Nevada Supreme Court Justice James Hardesty says he was shocked by the numbers, and ACLU of Nevada Executive Director Gary Peck said his pleas to lawmakers fell on deaf ears. Instead of creating more felonies for which people must be incarcerated, the state should be exploring treatment programs to keep low-level offenders out of jail, so the space we have now can be used for offenders who really deserve it. Why, that plan is just crazy enough to work!
But how? In the political environment we have now, voting against prisons (or even stupid ideas, like state Sen. Barbara Cegavske’s "video voyeurism" bill, the newest felony crime on the books) carries political consequences. As Democrat Assemblywoman Sheila Leslie told Ball, Democrats felt as if they had no choice but to support a higher prisons budget.
We’ve always marveled at how "fiscal conservatives" take the "lock ‘em up and throw away the key" approach to crime, when education, rehabilitation and diversion programs (such as drug courts) are so much cheaper, and provide superior results. But we’re not talking logic, reason or facts here, are we? We’re talking what can or cannot be sold in a 30-second ad. And that’s where we need to start addressing this problem.
» Do you think President George W. Bush gets tired of repeating the same lines, over and over again, even after everybody has stopped listening? His July 4 speech (to a friendly audience, of course) asked Americans for "more patience, more courage and more sacrifice." But how much patience does he think America has for what was a stupid idea in the first place?
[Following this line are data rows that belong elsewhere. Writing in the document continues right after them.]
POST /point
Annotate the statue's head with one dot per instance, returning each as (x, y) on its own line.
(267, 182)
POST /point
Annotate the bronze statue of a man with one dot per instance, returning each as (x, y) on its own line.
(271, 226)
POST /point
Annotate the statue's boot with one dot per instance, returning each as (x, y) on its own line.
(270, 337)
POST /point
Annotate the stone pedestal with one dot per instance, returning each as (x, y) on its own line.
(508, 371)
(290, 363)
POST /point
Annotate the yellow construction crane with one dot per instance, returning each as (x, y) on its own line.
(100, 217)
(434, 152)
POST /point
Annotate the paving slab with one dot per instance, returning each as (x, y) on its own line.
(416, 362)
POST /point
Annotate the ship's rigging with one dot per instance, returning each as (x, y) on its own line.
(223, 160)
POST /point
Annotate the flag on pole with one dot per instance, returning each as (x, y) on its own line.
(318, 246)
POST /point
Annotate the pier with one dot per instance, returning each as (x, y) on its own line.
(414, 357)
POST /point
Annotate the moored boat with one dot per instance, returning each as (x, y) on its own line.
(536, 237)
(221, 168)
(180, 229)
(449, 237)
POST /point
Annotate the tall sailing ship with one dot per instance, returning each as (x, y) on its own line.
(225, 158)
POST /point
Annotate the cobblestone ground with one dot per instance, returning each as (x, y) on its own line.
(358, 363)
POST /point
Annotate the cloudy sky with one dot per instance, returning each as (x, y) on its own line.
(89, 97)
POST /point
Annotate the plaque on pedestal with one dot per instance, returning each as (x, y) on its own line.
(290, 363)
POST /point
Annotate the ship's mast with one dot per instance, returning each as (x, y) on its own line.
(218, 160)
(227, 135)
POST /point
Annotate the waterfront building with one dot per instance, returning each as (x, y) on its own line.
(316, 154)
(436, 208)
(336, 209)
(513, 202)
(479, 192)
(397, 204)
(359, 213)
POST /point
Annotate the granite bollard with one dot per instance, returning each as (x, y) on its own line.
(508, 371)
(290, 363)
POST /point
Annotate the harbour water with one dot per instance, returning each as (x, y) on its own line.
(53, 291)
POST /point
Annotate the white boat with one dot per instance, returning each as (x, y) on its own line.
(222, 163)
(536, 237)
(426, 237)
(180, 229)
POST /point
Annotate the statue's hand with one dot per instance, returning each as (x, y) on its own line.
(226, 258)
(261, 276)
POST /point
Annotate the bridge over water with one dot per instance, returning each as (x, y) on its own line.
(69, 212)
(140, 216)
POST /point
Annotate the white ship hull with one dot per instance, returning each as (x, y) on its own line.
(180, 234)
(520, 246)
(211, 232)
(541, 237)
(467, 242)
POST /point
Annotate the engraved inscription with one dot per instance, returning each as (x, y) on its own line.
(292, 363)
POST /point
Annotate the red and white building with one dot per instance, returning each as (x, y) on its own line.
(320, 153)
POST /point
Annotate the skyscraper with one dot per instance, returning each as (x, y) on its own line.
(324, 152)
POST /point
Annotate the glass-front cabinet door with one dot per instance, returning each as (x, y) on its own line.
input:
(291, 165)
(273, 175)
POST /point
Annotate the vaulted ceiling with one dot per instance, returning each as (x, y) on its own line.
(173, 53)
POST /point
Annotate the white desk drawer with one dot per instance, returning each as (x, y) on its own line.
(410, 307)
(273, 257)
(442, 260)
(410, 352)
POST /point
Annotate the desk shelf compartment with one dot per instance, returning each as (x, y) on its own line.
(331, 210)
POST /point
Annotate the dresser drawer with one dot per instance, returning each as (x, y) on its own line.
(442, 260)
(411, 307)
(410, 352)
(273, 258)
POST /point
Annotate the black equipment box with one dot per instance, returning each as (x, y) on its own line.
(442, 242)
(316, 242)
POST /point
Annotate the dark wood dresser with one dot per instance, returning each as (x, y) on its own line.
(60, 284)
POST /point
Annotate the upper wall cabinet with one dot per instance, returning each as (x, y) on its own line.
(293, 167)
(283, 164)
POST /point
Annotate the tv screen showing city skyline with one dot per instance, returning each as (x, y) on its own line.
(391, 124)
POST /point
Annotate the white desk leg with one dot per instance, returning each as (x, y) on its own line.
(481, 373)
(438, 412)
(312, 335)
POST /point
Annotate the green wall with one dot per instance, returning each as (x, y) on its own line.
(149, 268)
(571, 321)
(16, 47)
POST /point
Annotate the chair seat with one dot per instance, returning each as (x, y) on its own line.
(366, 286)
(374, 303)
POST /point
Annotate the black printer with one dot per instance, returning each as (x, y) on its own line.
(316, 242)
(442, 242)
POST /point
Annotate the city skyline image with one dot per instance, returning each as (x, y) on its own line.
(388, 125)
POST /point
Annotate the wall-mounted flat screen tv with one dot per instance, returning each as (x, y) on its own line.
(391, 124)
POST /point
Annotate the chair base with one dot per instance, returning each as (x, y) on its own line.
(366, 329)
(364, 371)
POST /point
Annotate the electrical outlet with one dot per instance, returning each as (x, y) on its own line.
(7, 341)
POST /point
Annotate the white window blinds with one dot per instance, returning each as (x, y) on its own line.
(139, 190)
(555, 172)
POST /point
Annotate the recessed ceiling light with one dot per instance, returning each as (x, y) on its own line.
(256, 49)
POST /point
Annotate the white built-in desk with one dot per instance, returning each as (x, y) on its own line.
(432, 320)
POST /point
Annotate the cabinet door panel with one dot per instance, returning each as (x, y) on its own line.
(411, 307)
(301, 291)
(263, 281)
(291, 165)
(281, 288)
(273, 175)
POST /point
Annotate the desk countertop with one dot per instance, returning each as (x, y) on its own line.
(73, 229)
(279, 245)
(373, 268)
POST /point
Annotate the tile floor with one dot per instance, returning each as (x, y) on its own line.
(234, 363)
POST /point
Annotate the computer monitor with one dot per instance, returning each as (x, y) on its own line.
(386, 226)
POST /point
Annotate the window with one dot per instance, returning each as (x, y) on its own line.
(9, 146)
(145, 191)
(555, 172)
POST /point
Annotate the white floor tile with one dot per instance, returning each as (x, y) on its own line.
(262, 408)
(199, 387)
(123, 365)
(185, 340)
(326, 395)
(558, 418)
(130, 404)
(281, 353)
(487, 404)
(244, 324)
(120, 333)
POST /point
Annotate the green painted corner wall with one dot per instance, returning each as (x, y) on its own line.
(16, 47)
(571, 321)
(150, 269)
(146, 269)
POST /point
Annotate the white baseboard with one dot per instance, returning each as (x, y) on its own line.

"If we were to quit Iraq before the job is done, the terrorists we are fighting would not declare victory and lay down their arms. They would follow us here," Bush said. Oh, scary! Just like the ghosts at the end of the Haunted Mansion ride at Disneyland!
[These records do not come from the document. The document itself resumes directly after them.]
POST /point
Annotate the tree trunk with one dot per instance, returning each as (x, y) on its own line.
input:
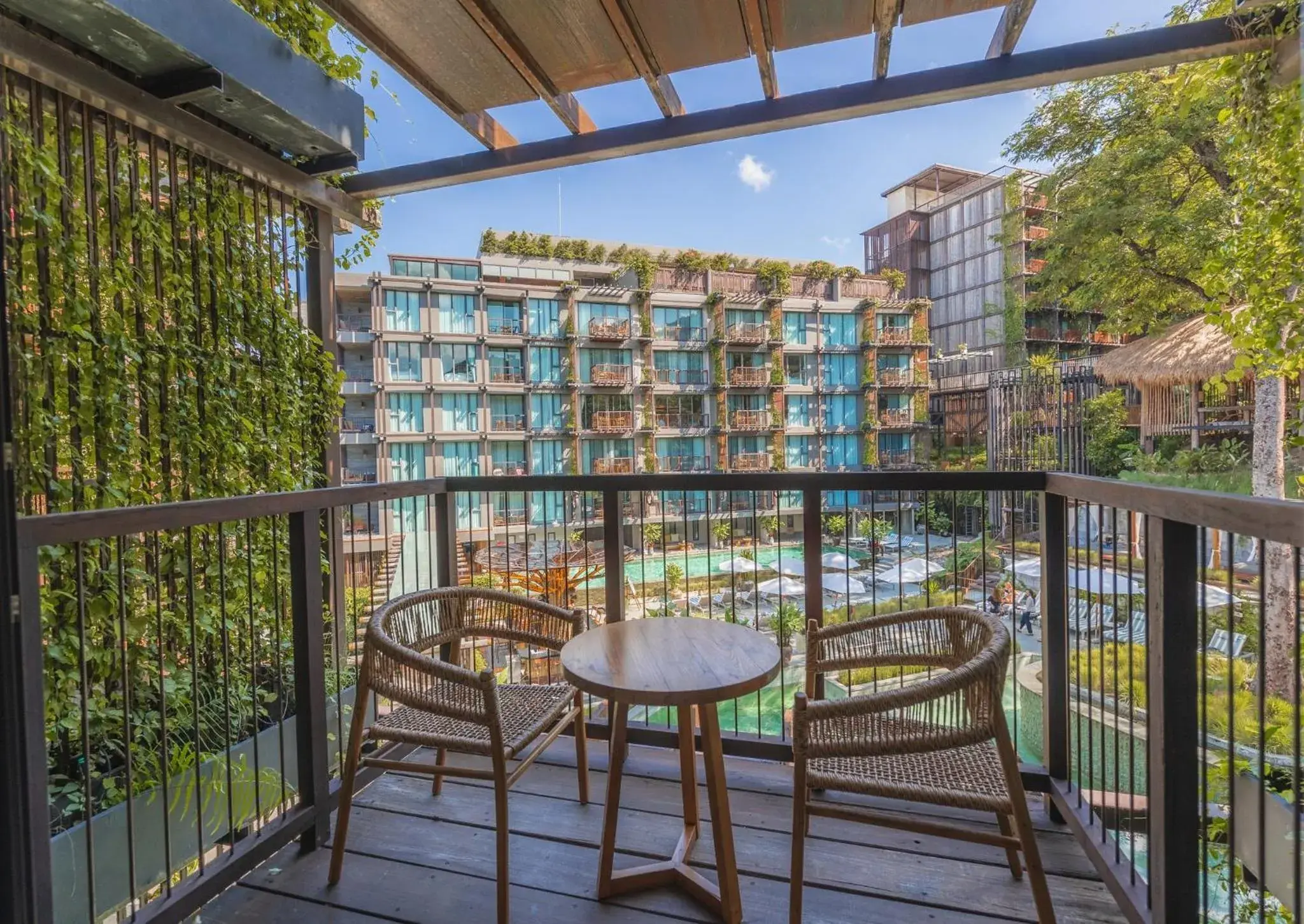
(1269, 481)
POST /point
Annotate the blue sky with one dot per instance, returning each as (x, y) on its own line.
(823, 184)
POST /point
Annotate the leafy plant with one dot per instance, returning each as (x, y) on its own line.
(937, 520)
(835, 523)
(788, 623)
(1109, 443)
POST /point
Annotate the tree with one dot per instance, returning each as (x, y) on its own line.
(835, 523)
(1109, 441)
(1177, 194)
(673, 577)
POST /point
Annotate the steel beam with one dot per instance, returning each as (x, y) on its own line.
(1045, 67)
(565, 104)
(1010, 28)
(481, 125)
(641, 54)
(758, 36)
(57, 67)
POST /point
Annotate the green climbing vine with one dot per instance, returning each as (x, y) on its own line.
(158, 354)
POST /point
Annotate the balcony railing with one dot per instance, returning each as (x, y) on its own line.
(896, 458)
(509, 423)
(684, 464)
(680, 376)
(893, 336)
(749, 419)
(613, 466)
(748, 333)
(678, 333)
(1175, 797)
(507, 325)
(612, 422)
(607, 374)
(749, 376)
(750, 462)
(358, 324)
(608, 329)
(680, 420)
(506, 375)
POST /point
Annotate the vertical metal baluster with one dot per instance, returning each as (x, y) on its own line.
(253, 678)
(226, 681)
(124, 648)
(164, 742)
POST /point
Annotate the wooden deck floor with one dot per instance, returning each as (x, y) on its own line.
(423, 859)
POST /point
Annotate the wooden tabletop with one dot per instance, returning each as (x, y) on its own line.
(669, 662)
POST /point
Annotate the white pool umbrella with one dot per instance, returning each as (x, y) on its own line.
(912, 571)
(781, 585)
(739, 565)
(1212, 595)
(1105, 583)
(836, 562)
(843, 584)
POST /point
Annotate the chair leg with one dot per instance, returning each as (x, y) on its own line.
(437, 783)
(1023, 821)
(347, 774)
(801, 828)
(500, 798)
(581, 750)
(1011, 853)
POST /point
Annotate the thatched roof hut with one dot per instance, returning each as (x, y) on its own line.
(1188, 353)
(1170, 371)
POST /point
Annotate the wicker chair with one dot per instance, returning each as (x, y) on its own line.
(940, 739)
(441, 705)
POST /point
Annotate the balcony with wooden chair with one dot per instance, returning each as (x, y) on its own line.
(608, 329)
(751, 420)
(613, 465)
(749, 376)
(750, 462)
(748, 334)
(612, 422)
(611, 375)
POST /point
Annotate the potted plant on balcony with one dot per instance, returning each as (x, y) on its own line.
(786, 624)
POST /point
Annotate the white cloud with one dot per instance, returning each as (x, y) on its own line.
(753, 173)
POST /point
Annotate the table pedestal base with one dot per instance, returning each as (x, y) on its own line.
(721, 900)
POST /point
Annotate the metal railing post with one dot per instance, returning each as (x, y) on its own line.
(1054, 523)
(1173, 726)
(812, 565)
(25, 833)
(308, 620)
(613, 555)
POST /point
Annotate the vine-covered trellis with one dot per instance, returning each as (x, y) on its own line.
(158, 353)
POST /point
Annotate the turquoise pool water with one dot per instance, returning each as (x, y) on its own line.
(649, 568)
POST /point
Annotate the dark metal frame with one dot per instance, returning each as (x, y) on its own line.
(1006, 73)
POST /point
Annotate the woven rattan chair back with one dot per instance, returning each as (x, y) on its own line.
(445, 706)
(935, 734)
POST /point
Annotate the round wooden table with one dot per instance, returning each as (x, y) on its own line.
(685, 664)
The only thing is, the terrorists are probably already here, just as they were already in Great Britain and Scotland, nurturing their hatred that springs from an evil ideology, i.e. fundamentalist Islam. And that means we’re probably always going to have to fight that ideology here, regardless of what happens in Iraq.
No, the real reason we need to get out of the war is that we are doing no good there, other than serving as targets and cannon fodder. A civil war is raging, and will undoubtedly rage after American troops leave. But we’re not going to solve thousands of years of sectarian hatred (or four years of resentment of the occupation) with more troops or more bullets. This, by the way, isn’t new information. It was available in 2003, when Bush decided to invade, had he cared to look. He didn’t, and now we are faced with bad choices and worse choices, but no rational adults left to make them.
It seems clear that Iraq is not home to the "dead enders," as Vice President Dick Cheney once called the insurgents. No, the dead enders are in the White House.